Por: André | 27 Abril 2013
As Avós da Praça de Maio, através de Estela de Carlotto, pediram a Francisco para que contribuísse com a recuperação dos netos desaparecidos, abrindo os arquivos do Vaticano e da Igreja na Argentina que podem trazer dados nesse sentido e para o esclarecimento dos desaparecimentos forçados. O Papa disse: “contem comigo; estou à disposição de vocês”.
A reportagem é de Washington Uranga e publicada no jornal Página/12, 26-04-2013. A tradução é do Cepat.
A conversa, rápida e simples, que aconteceu no marco da audiência geral das quartas-feiras em Roma, esteve acompanhada da carta circunstanciada que as Avós entregaram a Francisco e que seguramente merecerá, nos próximos dias, uma resposta formal da Santa Sé. Talvez nessa resposta possa se avaliar melhor qual é a disposição da Igreja, agora em seu máximo nível institucional, para contribuir de maneira decidida para o esclarecimento dos trágicos acontecimentos que ocorreram na Argentina durante a ditadura militar. Se, efetivamente, o pedido se concretizar, o que se fizer não servirá – sem dúvida – para apagar as cumplicidades institucionais já demonstradas entre a hierarquia da Igreja católica (a local e a vaticana) e os personagens da ditadura, mas estará indicando que há uma mudança de rumo, uma modificação na atitude da hierarquia eclesiástica sobre o tema.
O ânimo que reinava nesta quinta-feira na delegação das Avós em Roma era de otimismo moderado. Acreditam que se abriu uma porta que pode ajudar no esclarecimento de alguns fatos e, talvez, na recuperação da identidade, que ainda permanece oculta, de filhos de desaparecidos.
Estela de Carlotto, que pouco depois de Bergoglio assumir como papa trouxe à tona – à luz dos antecedentes – seu ceticismo acerca da possibilidade da predisposição eclesiástica, agora olha, também ela, o futuro com maior otimismo. A carta das Avós faz pedidos muito concretos e se baseia na informação segura sobre a existência de informações que estão nas mãos da hierarquia eclesiástica e que nunca foram entregues à Justiça. Mas, além disso, o que se reclama é uma atitude pastoral pela qual o Papa convide os bispos argentinos e os fiéis católicos para fornecerem todos os dados em seu poder. E o fazem argumentando que “é um dever cristão dar informações sobre o paradeiro das crianças desaparecidas na Argentina”. Situam-se no terreno próprio da Igreja para fazer a sua demanda.

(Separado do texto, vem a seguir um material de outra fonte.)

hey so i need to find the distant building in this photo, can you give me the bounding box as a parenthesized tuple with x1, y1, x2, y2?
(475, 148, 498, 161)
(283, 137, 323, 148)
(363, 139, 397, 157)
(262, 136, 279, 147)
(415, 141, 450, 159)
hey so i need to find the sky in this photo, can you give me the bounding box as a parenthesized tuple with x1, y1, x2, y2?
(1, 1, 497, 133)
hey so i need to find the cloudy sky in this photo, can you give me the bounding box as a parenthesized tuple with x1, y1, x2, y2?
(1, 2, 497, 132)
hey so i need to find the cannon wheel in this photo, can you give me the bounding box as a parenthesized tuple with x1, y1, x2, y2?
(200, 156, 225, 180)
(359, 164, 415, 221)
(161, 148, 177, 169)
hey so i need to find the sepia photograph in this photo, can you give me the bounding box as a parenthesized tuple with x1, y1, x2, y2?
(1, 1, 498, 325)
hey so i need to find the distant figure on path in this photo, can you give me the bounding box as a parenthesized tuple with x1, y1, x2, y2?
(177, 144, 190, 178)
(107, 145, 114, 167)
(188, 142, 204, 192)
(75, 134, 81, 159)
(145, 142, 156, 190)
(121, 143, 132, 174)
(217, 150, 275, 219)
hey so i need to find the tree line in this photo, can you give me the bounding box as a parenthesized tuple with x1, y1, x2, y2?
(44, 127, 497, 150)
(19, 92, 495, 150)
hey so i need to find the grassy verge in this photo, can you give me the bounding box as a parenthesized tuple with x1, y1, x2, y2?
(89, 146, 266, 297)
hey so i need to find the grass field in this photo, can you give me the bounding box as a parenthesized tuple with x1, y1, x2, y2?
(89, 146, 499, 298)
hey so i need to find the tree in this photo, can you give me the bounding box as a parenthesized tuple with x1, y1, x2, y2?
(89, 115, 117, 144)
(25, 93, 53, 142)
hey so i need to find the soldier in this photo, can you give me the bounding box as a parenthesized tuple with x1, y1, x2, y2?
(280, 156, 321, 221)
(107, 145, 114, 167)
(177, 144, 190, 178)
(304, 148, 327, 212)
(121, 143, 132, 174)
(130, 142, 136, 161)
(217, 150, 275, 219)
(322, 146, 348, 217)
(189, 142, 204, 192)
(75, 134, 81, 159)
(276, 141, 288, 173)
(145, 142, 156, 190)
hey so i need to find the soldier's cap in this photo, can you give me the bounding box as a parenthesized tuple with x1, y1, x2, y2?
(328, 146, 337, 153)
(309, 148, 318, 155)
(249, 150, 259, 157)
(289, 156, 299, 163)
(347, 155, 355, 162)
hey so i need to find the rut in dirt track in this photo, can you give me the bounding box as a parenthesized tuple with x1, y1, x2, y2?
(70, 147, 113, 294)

Francisco iniciou seu pontificado oferecendo gestos que tentam modificar, pela menos uma parte, as práticas e também a imagem da Igreja católica. Até agora, alguns desses gestos começaram a se traduzir em fatos. Os primeiros foram de ordem intraeclesial. Ensaiar uma forma nova de colegialidade no governo da Igreja nomeando uma comissão internacional de cardeais; pronunciar-se claramente contra os pedófilos e os que os protegem. Foram passos no sentido de acompanhar com fatos os gestos e o discurso.
A isso é preciso acrescentar também que há apenas alguns dias, Francisco, pessoalmente, decidiu que se retome a causa da canonização (processo para a santificação) do bispo mártir salvadorenho Oscar Arnulfo Romero, assassinado pelo Exército de El Salvador, em 24 de março de 1980. O processo esteve travado até agora e por mais de 20 anos por decisão direta de João Paulo II e Bento XVI. Romero era um bispo considerado por muitos como muito próximo da “teologia da libertação” e, portanto, sua eventual canonização poderia, segundo os mais conservadores, ser um “mau sinal” para a Igreja.
Até o momento, nada está dito sobre a atitude que Francisco tomará em relação ao pedido formulado a ele pelas Avós. Houve o gesto. Em primeiro lugar, aceitar rapidamente receber a delegação a partir do pedido feito mediante os bons ofícios do embaixador argentino na Santa Sé, Juan Pablo Cafiero. Bergoglio não é um improvisado na política dos gestos. Por isso, é importante advertir que deu prioridade à delegação argentina, que tenha demonstrado a maior cordialidade com as Avós e que buscou inclusive “cumplicidades” na breve conversa aludindo a encontros anteriores e reconhecendo pessoalmente a cada um dos visitantes. Também a Juan Cabandié. Os gestos são mensagens. Importantes em si mesmos, embora requeiram sempre a posterior confirmação e ratificação nos fatos.
Na quinta-feira, abriu-se uma nova porta para o esclarecimento dos crimes do terrorismo de Estado na Argentina. A Igreja, agora através de sua máxima autoridade universal, tem a possibilidade de produzir ações que mostrem seu compromisso com os direitos humanos, a justiça e a democracia. Francisco, que é um esportista, sabe que a bola está com ele. Só cabe esperar.